In 2019, the average annual rainfall in Tunisia was 283 mm, with significant differences amongst different regions. Sometimes, the south-west regions record an annual average of more than 1000 mm, while the southern regions bordering the desert record an average of less than 100 mm annually.

The Tunisian water resources are estimated at 5 billion CBM approximately: surface water of 2575 million CBM and underground water of 2197 million CBM. Northern regions provide 80% of the surface water. As for the underground water, it is distributed over low-deep underground layers that account for 746 million CBM, which mostly exist in the north (49%) and in the center (33%). The utilization percentage exceeds 117% by more than 111 thousand shallow wells. Meanwhile, the deep underground water exceeds 1400 million CBM, of which nearly 50% is non-renewable, and is mainly in the south (60%). It is extracted through more than 30 thousand artesian wells and is utilized by nearly 120%.

There are more than 1200 units of hydraulic infrastructure distributed as follows: 37 dams, 258 mountain dams, 913 mountain lakes, 19 water treatment plants, 19 underground water desalination plants and one seawater desalination plant. The length of the water distribution grid extends beyond 55 thousand km.

An “ideological” leitmotiv

Extracted water is consumed by agriculture (80%), industry (5%), tourism (2%) and drinking and domestic use (the remaining 13%).

The Ministry of Agriculture is the main player in managing water in Tunisia, primarily through the Société d’exploitation du canal et des adductions des eaux du nord (SECADE NORD), the Société nationale d’exploitation et de distribution des eaux (SONEDE), the Office national de l’assainissement (ONAS), and the Direction du génie rural et Groupe développement agricole”.

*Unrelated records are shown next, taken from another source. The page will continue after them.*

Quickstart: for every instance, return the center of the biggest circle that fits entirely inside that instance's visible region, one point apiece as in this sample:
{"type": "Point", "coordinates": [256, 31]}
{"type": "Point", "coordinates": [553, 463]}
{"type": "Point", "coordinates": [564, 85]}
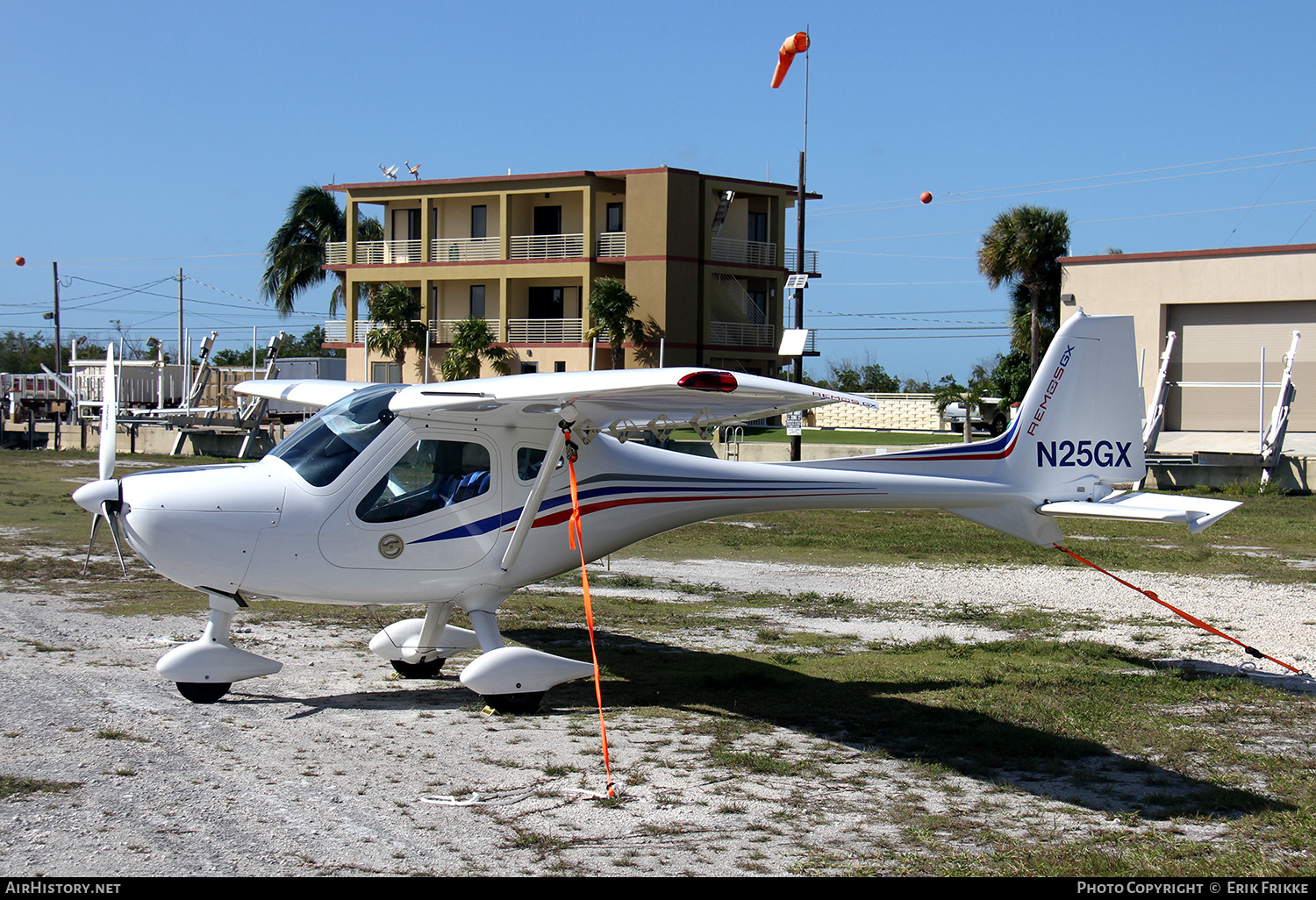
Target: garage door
{"type": "Point", "coordinates": [1216, 365]}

Addressing “water poverty,” “rarity” and “scarcity” in Tunisia is usually coupled with “terrible” figures: Tunisia’s per capita share of water does not exceed 450 CBM. As a reminder, the poverty index is less than 500 CBM and rarity is less than 1000 CBM. Such figures and terminologies are widely promoted without any verification or substantiation. In order to understand the real situation of water in Tunisia, we decided to ask experts and activists in the water issue about the most correct characterization—rarity, scarcity, poverty...?

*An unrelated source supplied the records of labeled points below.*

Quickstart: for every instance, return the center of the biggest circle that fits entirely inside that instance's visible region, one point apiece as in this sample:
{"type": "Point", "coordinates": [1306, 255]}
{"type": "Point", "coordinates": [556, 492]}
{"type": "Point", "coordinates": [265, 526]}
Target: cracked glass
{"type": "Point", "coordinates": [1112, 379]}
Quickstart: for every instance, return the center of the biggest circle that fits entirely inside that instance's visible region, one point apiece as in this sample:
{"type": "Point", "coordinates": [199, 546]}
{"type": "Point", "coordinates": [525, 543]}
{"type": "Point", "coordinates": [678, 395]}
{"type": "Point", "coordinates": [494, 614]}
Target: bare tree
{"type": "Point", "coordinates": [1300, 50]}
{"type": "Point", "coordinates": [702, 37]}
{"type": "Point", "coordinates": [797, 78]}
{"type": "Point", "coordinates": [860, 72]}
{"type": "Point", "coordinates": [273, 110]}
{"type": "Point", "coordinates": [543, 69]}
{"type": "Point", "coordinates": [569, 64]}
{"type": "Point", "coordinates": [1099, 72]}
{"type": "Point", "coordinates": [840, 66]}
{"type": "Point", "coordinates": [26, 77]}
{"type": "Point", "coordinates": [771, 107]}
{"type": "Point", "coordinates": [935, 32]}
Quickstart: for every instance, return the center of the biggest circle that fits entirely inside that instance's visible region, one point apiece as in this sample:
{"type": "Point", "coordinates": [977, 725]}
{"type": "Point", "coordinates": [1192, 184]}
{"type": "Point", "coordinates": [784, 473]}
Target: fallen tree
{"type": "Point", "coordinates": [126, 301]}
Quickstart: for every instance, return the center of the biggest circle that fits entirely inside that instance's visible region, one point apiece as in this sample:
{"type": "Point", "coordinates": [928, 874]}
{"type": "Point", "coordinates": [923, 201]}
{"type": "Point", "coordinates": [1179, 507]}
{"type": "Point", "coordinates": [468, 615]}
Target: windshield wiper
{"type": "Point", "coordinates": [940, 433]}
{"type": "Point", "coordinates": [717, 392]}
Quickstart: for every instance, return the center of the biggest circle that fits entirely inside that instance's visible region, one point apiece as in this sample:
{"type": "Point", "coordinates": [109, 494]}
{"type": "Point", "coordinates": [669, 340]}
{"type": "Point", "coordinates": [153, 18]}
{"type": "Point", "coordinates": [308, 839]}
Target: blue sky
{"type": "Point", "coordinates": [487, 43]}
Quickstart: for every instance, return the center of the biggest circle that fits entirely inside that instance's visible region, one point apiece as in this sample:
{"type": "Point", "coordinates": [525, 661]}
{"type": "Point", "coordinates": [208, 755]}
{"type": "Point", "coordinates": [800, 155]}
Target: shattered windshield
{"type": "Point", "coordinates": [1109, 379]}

“None of these characterizations,” replies Habib Al-Ayeb, geography professor and researcher, documentary director and a co-founder of the Tunisia Observatory of Food and Environment Sovereignty. He explains, “What are we really talking about? I do not know your consumption volume, social conditions, what class you belong to or your lifestyle, but I have decided that you need such quantity but you do not have it. Such statements are grounded on things taken for granted, as we suppose that all people consume the same quantity of water.” Habib Al-Ayeb considers that repeated talk about water poverty in Tunisia is an introduction to water commodification: The underlying intention is to create a water market. However, there is no market without demand. Demand and commodity should be created. To increase the commodity price, scarcity should be introduced. This is a purely ideological, integrated logic.

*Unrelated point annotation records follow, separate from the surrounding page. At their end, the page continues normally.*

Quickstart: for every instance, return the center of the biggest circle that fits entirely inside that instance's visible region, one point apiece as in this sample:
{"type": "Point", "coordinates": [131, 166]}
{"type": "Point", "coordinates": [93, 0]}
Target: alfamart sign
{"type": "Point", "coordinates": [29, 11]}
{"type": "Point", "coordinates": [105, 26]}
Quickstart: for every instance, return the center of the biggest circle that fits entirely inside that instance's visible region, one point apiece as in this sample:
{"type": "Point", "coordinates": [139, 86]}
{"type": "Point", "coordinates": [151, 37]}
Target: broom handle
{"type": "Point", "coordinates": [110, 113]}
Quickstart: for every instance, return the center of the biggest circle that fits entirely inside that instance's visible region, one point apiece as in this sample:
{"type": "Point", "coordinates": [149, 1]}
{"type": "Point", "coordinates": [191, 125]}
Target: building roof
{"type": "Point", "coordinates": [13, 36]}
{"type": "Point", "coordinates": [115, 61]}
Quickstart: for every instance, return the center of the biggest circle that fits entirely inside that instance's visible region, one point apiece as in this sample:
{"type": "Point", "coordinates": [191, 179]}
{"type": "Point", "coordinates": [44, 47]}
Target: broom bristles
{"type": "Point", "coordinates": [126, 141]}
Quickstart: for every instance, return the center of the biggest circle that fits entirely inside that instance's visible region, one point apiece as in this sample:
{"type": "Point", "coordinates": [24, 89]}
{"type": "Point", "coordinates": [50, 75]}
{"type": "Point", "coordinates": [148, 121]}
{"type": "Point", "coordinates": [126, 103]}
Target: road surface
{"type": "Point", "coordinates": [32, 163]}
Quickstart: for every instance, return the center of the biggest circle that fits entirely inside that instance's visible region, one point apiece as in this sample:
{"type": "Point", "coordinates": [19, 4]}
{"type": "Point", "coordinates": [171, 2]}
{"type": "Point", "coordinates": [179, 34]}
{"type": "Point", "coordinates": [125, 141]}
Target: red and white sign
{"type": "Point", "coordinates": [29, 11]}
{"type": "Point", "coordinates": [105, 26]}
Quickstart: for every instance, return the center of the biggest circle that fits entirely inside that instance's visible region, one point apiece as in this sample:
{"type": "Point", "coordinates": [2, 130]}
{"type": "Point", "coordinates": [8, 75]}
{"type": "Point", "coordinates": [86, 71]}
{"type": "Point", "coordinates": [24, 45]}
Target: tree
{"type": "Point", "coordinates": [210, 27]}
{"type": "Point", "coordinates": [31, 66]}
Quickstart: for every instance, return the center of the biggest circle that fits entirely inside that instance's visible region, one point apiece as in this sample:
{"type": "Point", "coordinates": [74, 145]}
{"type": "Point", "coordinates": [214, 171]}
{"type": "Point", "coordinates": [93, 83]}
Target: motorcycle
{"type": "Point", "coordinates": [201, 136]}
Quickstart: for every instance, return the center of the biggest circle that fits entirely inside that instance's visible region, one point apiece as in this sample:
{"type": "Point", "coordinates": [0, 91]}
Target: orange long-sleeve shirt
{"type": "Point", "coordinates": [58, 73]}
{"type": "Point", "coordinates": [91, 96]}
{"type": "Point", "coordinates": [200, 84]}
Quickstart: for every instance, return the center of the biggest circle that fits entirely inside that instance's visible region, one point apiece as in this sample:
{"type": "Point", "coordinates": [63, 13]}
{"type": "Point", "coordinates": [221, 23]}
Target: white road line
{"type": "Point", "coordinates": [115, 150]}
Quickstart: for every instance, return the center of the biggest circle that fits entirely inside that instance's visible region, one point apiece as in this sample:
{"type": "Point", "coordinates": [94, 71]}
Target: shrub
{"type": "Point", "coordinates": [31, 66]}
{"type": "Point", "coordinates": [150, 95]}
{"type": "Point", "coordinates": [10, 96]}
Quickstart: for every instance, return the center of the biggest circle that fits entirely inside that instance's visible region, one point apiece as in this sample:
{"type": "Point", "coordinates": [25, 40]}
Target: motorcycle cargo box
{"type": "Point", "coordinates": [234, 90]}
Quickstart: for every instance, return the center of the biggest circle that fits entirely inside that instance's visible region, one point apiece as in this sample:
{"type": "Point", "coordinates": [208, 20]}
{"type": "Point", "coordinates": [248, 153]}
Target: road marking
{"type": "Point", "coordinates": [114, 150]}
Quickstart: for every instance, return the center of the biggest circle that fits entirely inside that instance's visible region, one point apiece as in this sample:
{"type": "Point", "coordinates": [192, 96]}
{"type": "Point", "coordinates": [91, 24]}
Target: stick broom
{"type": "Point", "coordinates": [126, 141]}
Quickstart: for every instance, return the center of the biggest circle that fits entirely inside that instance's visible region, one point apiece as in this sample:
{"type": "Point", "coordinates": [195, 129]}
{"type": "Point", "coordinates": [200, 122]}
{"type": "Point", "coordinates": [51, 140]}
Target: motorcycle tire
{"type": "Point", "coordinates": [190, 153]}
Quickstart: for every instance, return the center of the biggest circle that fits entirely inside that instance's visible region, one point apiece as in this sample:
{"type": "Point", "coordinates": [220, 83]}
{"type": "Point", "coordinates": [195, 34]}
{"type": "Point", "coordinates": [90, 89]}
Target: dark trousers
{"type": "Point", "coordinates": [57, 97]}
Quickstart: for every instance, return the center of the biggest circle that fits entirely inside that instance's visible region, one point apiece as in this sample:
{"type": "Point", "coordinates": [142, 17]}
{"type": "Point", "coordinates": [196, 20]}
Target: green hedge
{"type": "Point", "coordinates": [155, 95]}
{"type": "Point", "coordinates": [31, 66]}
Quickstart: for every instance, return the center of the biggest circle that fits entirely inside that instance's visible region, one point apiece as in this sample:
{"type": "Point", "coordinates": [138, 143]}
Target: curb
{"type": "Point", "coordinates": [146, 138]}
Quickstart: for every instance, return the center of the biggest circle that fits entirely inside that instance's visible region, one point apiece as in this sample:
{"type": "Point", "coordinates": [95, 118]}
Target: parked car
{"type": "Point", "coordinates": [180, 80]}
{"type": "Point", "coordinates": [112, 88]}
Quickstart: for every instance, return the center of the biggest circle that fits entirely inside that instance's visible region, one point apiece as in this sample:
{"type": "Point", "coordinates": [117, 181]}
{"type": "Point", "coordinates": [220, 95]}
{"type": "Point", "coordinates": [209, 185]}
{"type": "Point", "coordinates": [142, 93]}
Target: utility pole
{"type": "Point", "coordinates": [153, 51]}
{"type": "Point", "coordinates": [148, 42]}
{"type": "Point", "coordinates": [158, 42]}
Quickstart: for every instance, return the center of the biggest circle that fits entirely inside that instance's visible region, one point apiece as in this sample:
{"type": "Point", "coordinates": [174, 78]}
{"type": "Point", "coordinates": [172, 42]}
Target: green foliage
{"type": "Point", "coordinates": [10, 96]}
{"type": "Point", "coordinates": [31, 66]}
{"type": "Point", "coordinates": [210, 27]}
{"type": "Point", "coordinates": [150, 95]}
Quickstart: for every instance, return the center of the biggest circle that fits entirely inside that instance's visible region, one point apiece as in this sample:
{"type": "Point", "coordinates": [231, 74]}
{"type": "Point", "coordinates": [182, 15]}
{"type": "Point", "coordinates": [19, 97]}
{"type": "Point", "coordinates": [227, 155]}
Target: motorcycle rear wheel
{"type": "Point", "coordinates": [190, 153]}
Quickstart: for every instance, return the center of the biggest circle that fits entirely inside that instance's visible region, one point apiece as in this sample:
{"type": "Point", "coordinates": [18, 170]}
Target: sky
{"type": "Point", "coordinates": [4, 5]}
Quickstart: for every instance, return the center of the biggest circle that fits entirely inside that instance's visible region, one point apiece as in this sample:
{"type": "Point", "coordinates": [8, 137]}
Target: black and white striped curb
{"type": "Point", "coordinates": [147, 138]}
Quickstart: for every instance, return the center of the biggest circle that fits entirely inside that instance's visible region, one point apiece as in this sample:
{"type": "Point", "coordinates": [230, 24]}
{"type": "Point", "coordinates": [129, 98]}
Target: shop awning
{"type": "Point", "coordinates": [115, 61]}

Therefore, Tunisia does not experience water poverty, not even in connection with the arid or semi-arid climate that prevails the country. He replied, “Of course, climate plays a role, but once again we can’t separate the phenomena. Climatic changes do not only mean water scarcity, but sometimes abundance. Water abundance may threaten Tunisia due to repeated floods during the past years.”

We asked Nageh Buqara, a water expert engineer, the same questions and he replied, “We have enough water. However, we also have community movements for claiming water, mostly for domestic use. They represent nearly 10% of our total water resources. Therefore, it is a governance crisis rather than a resources crisis. I believe that the best description is that we suffer from water stress, rather than water scarcity.”

Alaa Al-Marouqi’s response, the general coordinator of the Tunisian Water Observatory warns of political exploitation of the scarcity statement: “Such figures are a pretext to conceal the real problems of water in Tunisia. When water cuts are repeated in several regions, officials appear to repeat the same statement on water poverty without explaining such figures. Common terms are used and imposed by international organizations, which should be dealt with carefully.”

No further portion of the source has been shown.